While on mechanical ventilation, in COVID-19 patients, high PEEP levels may compromise right cardiac filling and increase the need for fluid resuscitation or norepinephrine.20,21 The “lung-protective ventilation” is the recommended strategy.13–18,20,21 If the conventional mechanical ventilation proves ineffective, ECMO support should be considered.13–21 In our study, high preoperative PEEP (>15) on ventilator and low respiratory system compliance (<30) were independent predictors of mortality (Table 4), thus indicating a late ECMO establishment as reported in other studies published in the last 7 months.20–28 Schmidt et al.28 showed COVID-19 patients with poor prognosis having significantly low respiratory system compliance and high driving pressure confirming, in such a clinical scenario, a extensive SARS-CoV-2-induced alveolar damage.

Moreover, 94% of French patients28 benefited from prone positioning before ECMO (compared with 56% in EOLIA22 and 26% in LIFEGARD21). However, in our series, only 32% of patients benefited from prone positioning and survived (Tables 1 and 2).

Not having a tracheostomy was an additional risk factor for death (Table 4), thereby supporting the need for a radical ventilatory treatment, to enable a early spontaneous breathing but not in the case of unstable or bleeding patients who might be at high risk associated with the procedure.30,31 Moreover, there has been a higher number of tracheostomies in patients doing better, in our study (Table 3). However, virus aerosolization and the risk of infection transmission might be greater in patients with a tracheostomy.30

Challenging clinical COVID-19 scenarios are MOF, respiratory superinfections,31 and sepsis.4–10 In our study, MOF (31.1%) and sepsis (24.4%) were the most common causes of death (Table 3). Thus, aggressive antibiotic therapy to prevent or treat ongoing superinfection and a early timing for ECMO insertion, which avoid multiple organ deterioration, result crucial.22–28

It has been reported a highly activated coagulation cascade in COVID-19 syndrome associated with micro- and macro-thromboses in all organ systems.4–10 Schmidt et al.28 observed an extremely high on ECMO rate of PE (19%), even if compared with the EOLIA trial22 results. In our analysis, PE occurred only in 5.6% of our ECMO patients and did not impact the outcomes (Table 3). Nonetheless, PE remains a frequent finding on autopsy.32,33

The higher anticoagulation regimen while on ECMO support, and specific SARS-CoV-2 associated vasculitis may provide diffuse associated microbleeds.22–28 In our series, bleeding complications and hemorrhagic stroke were frequent and resulted to be the cause of death in 22.2% of our ECMO non-survivors (Table 3).

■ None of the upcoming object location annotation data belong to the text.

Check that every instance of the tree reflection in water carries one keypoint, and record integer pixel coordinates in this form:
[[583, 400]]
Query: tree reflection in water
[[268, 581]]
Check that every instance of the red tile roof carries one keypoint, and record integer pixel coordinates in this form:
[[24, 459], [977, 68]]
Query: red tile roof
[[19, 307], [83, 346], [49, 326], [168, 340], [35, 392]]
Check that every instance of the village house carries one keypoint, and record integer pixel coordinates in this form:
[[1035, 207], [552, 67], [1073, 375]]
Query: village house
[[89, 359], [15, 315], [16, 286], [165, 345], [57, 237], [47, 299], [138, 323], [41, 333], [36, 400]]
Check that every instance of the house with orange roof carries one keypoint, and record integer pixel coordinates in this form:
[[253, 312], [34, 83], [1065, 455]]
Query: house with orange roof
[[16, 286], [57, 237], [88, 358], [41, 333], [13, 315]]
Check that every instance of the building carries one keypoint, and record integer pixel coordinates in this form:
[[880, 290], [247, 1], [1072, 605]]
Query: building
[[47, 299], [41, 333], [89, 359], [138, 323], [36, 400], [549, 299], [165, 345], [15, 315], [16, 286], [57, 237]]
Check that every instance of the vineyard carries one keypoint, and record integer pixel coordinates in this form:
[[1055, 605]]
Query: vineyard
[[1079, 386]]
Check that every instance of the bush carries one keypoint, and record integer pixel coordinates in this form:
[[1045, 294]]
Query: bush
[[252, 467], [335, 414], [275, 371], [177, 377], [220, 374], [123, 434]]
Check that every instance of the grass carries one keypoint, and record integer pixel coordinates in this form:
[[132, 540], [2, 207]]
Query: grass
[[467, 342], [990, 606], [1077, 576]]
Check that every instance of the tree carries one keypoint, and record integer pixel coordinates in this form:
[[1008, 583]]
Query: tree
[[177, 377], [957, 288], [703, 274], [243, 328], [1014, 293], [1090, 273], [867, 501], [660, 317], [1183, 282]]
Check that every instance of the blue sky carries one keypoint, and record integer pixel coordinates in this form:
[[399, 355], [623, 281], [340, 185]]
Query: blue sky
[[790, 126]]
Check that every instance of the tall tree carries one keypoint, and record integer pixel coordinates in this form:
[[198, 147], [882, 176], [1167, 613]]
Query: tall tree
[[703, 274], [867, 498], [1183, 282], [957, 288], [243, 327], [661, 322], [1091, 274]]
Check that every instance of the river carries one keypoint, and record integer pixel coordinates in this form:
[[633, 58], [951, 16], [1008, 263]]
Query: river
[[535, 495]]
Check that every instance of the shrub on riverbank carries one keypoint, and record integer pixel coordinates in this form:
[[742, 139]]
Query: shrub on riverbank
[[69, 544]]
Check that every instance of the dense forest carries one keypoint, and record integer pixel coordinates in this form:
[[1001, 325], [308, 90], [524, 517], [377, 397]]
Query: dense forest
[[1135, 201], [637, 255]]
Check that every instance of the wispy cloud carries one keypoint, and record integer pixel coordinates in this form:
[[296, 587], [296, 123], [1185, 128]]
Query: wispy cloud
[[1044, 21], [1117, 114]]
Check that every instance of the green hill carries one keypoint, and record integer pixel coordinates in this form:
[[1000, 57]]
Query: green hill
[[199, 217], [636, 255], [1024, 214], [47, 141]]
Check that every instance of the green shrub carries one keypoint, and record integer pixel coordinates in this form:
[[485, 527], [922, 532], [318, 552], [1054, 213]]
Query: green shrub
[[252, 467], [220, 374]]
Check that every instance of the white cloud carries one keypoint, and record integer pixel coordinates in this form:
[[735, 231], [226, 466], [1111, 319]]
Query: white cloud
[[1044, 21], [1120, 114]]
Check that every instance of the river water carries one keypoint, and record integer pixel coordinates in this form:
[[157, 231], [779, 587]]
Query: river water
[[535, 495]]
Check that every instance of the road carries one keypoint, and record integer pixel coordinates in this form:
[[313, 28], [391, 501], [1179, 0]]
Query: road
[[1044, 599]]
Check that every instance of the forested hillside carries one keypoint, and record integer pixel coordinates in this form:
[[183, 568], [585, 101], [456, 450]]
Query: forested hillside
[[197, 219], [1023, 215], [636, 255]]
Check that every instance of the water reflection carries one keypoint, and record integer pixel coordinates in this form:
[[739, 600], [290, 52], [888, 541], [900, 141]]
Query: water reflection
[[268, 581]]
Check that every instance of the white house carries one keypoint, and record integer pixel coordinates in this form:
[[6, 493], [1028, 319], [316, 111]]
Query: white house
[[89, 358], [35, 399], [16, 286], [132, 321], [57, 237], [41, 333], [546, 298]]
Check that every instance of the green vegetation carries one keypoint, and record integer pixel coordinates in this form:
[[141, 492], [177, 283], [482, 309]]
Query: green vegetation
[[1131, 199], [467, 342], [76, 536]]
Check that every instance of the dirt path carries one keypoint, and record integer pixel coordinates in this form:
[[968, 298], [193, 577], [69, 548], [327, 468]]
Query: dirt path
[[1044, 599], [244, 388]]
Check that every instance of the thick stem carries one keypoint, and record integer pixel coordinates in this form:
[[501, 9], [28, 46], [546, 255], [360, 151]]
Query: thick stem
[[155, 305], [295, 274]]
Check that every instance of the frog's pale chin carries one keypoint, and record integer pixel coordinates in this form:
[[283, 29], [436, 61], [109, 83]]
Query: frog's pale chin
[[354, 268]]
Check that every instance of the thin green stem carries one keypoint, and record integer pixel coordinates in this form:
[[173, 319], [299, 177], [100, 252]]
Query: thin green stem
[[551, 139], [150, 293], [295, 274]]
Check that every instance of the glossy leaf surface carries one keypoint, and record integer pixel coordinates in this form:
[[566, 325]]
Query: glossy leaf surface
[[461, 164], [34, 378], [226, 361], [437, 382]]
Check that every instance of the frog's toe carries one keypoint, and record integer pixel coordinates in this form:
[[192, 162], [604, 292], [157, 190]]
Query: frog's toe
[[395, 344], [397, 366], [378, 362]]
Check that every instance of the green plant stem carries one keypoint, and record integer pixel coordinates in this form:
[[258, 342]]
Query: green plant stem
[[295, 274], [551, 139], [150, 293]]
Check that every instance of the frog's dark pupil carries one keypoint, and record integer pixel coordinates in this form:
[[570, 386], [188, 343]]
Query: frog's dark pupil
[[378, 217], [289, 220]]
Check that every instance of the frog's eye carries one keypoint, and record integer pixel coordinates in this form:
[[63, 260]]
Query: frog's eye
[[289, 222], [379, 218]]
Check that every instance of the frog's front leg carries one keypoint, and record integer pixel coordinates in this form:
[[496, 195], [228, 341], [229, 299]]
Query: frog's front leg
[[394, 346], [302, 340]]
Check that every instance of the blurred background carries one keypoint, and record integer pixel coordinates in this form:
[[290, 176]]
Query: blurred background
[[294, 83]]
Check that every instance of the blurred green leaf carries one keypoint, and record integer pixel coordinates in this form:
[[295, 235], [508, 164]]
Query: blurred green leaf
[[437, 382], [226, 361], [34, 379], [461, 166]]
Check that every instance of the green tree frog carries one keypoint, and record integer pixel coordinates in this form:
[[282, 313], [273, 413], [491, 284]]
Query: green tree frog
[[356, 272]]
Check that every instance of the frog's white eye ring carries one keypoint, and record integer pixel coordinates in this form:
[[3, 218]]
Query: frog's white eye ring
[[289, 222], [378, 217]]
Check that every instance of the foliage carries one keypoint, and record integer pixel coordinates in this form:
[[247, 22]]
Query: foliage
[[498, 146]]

The interplay between coagulation and inflammation while on ECMO may play a significant role.34,35 In our studied population a high pre-ECMO CRP (>25) resulted to be a risk factor for mortality (Table 4), probably due to a severe inflammatory preoperative status. This may be supported by an ECMO flow need which was higher in non-survivors than survivors (Table 3).

In COVID-19 syndrome, myocardial injury, low cardiac output, and arrhythmias may result from direct, viral-induced damage to cardiomyocytes.4–11,13–15 Thus, VA ECMO might need to be considered. In our study, five patients (7%) had to be switched from VV to VA ECMO due to concurrent heart failure (Table 3). Unfortunately, four of these five patients did not survive due to MOF, suggesting that myocardial tissue involvement may negatively impact on outcomes.

Compared with the EOLIA trial22 of patients with severe respiratory distress syndrome treated with ECMO, in our study of patients with COVID-19, ECMO support (median 15 [IQR 8–23] days vs. 11 [7–18] days) and ICU stay (24 [14–37] days vs. 23 [13–34] days) lasted similarly, confirming the severity of SARS-CoV-2 associated pulmonary damage and organ failure (Table 3). However median durations were less when compared with the Paris-Sorbonne University Network COVID-19 analysis28 which showed clinically worst patients (ECMO support 20 [IQR 10–40] days and ICU stay 36 [23–60] days).

The COVID-19 pandemic has disproportionately claimed the lives of older patients. However, mortality also has been observed in younger patients without severe comorbidities,4–11 and, rarely, in children and adolescents, who generally exhibit a systemic inflammatory syndrome which may be similar to Kawasaki disease.36,37

In our population, non-survivors had a mean age of 57.3 years, which was significantly higher than among survivors (Tables 1 and 2).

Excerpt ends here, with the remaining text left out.